Outside of the benefits that HPC can grant to AI, the similarities between the infrastructure needed for both leads to an inevitable overlap. Both require significant computing power, high-speed interconnects, and performance accelerators.

How AI is Affecting HPC

Unfortunately, although the infrastructure is similar, the software used for HPC vs AI is often quite different. For these two areas to be merged certain changes to workload management and tooling need to occur. Below are a few examples of the shifts that are occurring.

Adjustments in programming languages

HPC programs are typically written in either Fortran, C, or C++ languages. Processes are supported and directed with C interfaces, libraries, and extensions. AI, however, relies heavily on Python and MATLAB applications.

For both to successfully use the same infrastructure, interfaces and software need to be adapted to accommodate both. Most likely, this means that AI frameworks and languages will be overlaid onto existing applications which will continue to run as before.

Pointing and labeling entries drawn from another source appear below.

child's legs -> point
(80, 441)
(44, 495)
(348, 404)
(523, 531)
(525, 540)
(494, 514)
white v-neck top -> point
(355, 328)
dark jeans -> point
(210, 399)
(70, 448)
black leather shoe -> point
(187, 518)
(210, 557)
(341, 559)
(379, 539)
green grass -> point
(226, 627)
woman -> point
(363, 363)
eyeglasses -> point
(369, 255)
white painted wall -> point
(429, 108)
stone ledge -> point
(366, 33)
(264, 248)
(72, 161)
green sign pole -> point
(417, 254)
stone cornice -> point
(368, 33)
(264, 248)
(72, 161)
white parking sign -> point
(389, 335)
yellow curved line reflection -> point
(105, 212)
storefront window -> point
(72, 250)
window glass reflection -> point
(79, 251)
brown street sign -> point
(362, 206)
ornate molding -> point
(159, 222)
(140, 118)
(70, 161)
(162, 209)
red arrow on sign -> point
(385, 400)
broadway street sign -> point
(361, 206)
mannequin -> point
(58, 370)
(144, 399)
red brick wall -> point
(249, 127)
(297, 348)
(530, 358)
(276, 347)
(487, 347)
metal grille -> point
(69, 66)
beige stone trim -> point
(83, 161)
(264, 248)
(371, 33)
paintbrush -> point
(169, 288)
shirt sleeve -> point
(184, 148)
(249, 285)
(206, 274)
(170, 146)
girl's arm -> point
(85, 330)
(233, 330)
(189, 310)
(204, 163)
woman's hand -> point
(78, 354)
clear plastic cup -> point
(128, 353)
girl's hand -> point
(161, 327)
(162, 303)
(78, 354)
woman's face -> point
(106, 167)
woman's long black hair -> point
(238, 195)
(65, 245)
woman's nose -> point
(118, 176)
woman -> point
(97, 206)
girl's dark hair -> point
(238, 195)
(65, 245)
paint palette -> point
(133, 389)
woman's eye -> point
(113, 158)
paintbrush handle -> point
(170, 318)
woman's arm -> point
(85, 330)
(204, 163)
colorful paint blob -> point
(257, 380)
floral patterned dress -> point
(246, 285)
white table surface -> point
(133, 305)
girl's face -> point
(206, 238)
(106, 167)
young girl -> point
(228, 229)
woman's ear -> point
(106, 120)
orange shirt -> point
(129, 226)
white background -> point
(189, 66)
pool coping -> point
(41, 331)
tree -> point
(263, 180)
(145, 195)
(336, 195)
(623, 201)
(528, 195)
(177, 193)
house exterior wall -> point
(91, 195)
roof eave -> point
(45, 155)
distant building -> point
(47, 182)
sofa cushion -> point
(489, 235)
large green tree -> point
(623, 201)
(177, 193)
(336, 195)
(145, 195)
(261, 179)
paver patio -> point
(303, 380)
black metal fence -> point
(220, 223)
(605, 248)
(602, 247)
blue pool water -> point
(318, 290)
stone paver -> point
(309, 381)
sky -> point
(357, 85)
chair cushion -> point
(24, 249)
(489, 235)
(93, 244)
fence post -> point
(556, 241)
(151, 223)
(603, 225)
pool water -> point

This can enable both AI and HPC programmers to continue working with their preferred tools without requiring either transition languages.

Virtualization and containers

Containers can provide a huge benefit for both HPC and AI applications. These tools enable infrastructures to be more easily adapted to changing workload demands and to be deployed to a wider range of environments. For AI, containers also help improve the scalability of Python and Julia applications. This is because containerization allows for environmental configuration separate from host infrastructure, which both languages benefit from.

Containerization also goes well with cloud-based HPC, which is becoming increasingly popular as a more affordable way of accessing HPC. Containers allow teams to create HPC configurations that can be deployed easily and quickly. This means that resources can be provisioned and dropped as needed without the loss of lengthy configuration efforts.

Increased memory

Big data plays a huge role in AI and the size of datasets is only getting bigger. Ingesting and processing these sets requires a significant amount of memory to maintain the speed and efficiency that HPC can offer.

To accommodate this, HPC systems are including new technologies for both persistent and ephemeral memory. For example, non-volatile memory (NVRAM) which can be used to increase both individual node and distributed memory.

Conclusion

HPC has always evolved to accommodate new technologies, and it will also evolve for AI. However, to merge these two areas, you need to make some changes to workload management and tooling. In any case, AI will contribute to the future definition of HPC, and therefore adjust the course of HPC forever. In fact, many artificial intelligence companies, especially industry leaders specialized in cloud services, already offer services for both AI and HPC, enabling businesses to leverage scalable and affordable resources.